Solo — Komisi I DPRD Solo menyoroti langkah Pemkot Solo membangun videotron baru di jalur lambat kawasan Ngarsopuro, tepatnya di Jl Slamet Riyadi Solo. Pembangunan videotron berukuran 4×8 meter tersebut dinilai dapat merusak nilai estetika kawasan wisata.
“Pembangunan videotron dengan mengambil titik di kawasan Ngarsopuro patut dipertanyakan. Apalagi itu dibangun di jalur lambat,” ujar Anggota Komisi I DPRD Solo, Ginda Ferachtriawan, Rabu (30/9).
Ginda mengakui pembangunan videotron tersebut mengundang pertanyaan dari masyarakat. Terlebih lokasi tersebut berdasarkan aturan yang ada, Jl Slamet Riyadi selama ini masuk kawasan bebas iklan atau white area.
“Itu lokasi masuk white area, kenapa harus dibangun videotron.
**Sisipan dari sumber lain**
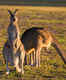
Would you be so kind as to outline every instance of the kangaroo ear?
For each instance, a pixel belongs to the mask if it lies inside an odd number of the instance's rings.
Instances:
[[[13,12],[13,14],[15,15],[17,11],[18,11],[18,9],[15,9],[15,11]]]
[[[9,13],[10,15],[12,15],[12,12],[11,12],[10,10],[8,10],[8,13]]]

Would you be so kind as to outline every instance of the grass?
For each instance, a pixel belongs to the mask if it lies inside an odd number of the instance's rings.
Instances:
[[[25,74],[20,75],[12,69],[9,76],[5,75],[6,65],[3,63],[2,49],[7,40],[9,24],[8,9],[18,9],[19,28],[21,34],[31,27],[47,27],[66,51],[66,7],[32,7],[32,6],[0,6],[0,80],[66,80],[66,64],[54,48],[45,55],[41,51],[41,67],[24,66]]]

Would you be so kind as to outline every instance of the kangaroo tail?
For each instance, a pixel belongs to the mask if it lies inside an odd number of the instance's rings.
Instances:
[[[59,43],[58,43],[58,41],[56,39],[53,40],[52,46],[56,49],[58,54],[61,56],[61,58],[63,59],[64,63],[66,63],[66,53],[64,53],[64,51],[62,51],[61,46],[59,45]]]

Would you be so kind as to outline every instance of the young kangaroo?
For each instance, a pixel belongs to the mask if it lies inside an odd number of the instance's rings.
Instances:
[[[20,35],[19,27],[17,24],[17,18],[15,16],[16,11],[17,10],[15,10],[12,13],[10,10],[8,10],[10,14],[10,24],[8,26],[8,41],[5,43],[3,49],[3,54],[7,65],[6,74],[9,74],[9,68],[8,68],[9,61],[14,64],[14,67],[18,72],[24,73],[23,63],[24,63],[25,51],[19,36]]]
[[[40,51],[44,47],[46,50],[52,45],[63,61],[66,63],[66,54],[61,50],[61,46],[53,35],[46,28],[30,28],[26,30],[21,37],[26,55],[34,51],[34,62],[37,67],[40,66]],[[26,63],[27,63],[27,59]]]

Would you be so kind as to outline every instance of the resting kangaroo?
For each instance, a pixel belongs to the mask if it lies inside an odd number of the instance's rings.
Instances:
[[[8,10],[10,14],[10,24],[8,26],[8,41],[4,45],[3,54],[6,61],[7,66],[7,74],[9,74],[8,62],[14,64],[14,67],[18,72],[24,73],[23,70],[23,63],[25,57],[25,51],[23,44],[20,40],[19,34],[19,27],[18,27],[18,20],[15,16],[15,10],[13,13]],[[11,57],[10,57],[11,56]]]
[[[34,51],[34,62],[37,67],[40,66],[40,51],[44,47],[46,50],[52,45],[59,53],[63,61],[66,63],[66,54],[61,50],[61,46],[58,41],[53,37],[52,33],[46,28],[30,28],[26,30],[22,36],[26,55]],[[27,63],[27,59],[26,63]]]

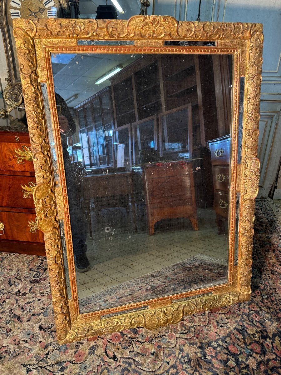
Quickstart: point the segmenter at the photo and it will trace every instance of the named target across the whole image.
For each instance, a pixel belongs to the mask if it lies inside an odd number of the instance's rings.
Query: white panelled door
[[[199,0],[155,0],[155,14],[196,21],[199,4]],[[281,0],[202,1],[200,18],[201,21],[263,24],[258,198],[266,198],[276,179],[281,160]]]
Apalagi videotron itu menutup bangunan lain yang terletak di belakangnya,” tutur dia.
Ginda menegaskan, hasil penelusurannya mekanisme pengadaan videotron itu tidak melalui lelang. Padahal sesuai Perda Nomor 05/2016 pemasangan di titik strategis harus melalui lelang.
“Saya kasih contohkan seperti videotron di depan Omah Lowo Purwosari itu sama juga kawasan white area. Informasi yang saya dapat uang sewa (videotron) di Ngarsopuro dan Galabo dari rekanan diketahui Rp 2 miliar selama 5 tahun,” papar dia.
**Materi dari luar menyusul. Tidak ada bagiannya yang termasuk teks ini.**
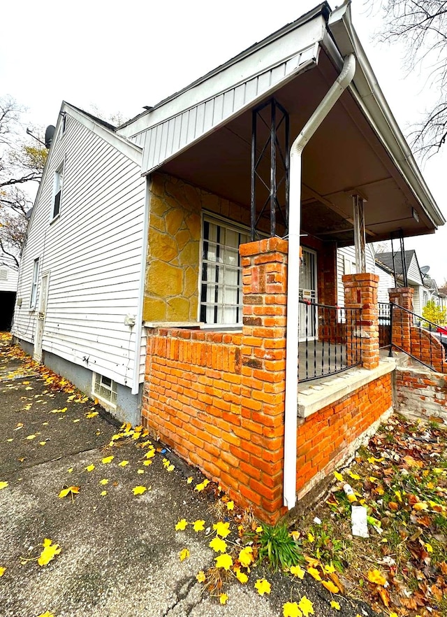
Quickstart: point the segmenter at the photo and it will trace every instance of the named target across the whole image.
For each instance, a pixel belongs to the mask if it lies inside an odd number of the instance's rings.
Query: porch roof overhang
[[[290,115],[292,141],[350,53],[354,78],[303,154],[302,232],[352,244],[358,194],[367,241],[432,233],[445,219],[377,84],[349,2],[332,13],[323,3],[118,132],[143,148],[143,174],[164,171],[249,208],[252,109],[274,97]]]

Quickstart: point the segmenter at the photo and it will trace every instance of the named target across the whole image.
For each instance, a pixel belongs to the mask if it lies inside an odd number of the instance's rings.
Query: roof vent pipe
[[[309,140],[352,81],[355,72],[356,58],[349,54],[344,58],[342,72],[291,148],[284,471],[284,504],[289,510],[296,504],[301,155]]]

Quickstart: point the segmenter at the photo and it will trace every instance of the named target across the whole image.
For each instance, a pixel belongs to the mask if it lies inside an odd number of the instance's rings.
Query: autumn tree
[[[15,269],[32,206],[30,194],[42,177],[47,153],[38,140],[31,142],[24,112],[10,97],[0,97],[0,264]]]
[[[380,3],[383,27],[380,40],[403,43],[406,68],[426,73],[425,87],[437,99],[413,127],[409,137],[423,157],[444,146],[447,138],[447,3],[444,0],[369,0]]]

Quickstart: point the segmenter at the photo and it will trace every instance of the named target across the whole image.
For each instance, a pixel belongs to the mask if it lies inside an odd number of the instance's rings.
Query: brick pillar
[[[407,311],[413,311],[413,294],[414,290],[411,287],[397,287],[388,290],[390,302],[398,304]],[[393,329],[391,336],[393,345],[406,351],[411,348],[411,328],[413,316],[406,311],[393,308]]]
[[[282,508],[288,242],[240,247],[243,276],[242,427],[249,461],[242,495],[275,523]]]
[[[379,276],[365,272],[344,274],[344,306],[346,308],[346,355],[348,361],[361,354],[362,366],[374,369],[379,365]]]

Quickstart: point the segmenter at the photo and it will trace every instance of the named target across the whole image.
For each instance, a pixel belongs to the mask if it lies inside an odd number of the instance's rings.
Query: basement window
[[[115,381],[98,373],[94,373],[93,393],[96,397],[116,407],[117,391],[118,384]]]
Ia mengatakan, uang sewa Rp 2 miliar itu juga untuk empat neon box di Jl Slamet Riyadi. Bila dibandingkan dengan besaran nilai sewa videotron lain harga sewanya tidak wajar.
“Asal tahu saja nilai sewa videotron dari tahun 2017 hingga 2020 mencapai Rp 1,49 miliar. Boleh saja niat Pemkot membamgun videotron untuk pemasukan PAD, tapi jangan sampai mengorbankan estetika dan tata kota Solo,” jelasnya.
Seorang warga, Zulfikri (51), mengemukakan, pembangunan videotron di Ngarsopuro dianggapnya mengganggu keindahan kota. Pemkot harusnya memperhatikan estetika dan tata kota dengan tidak membangun videotron di lokasi wisata.
“Videotron ini hanya menguntungkan rekanan, dari sisi estetika dan tata kota sangat tidak bagus,” kata dia.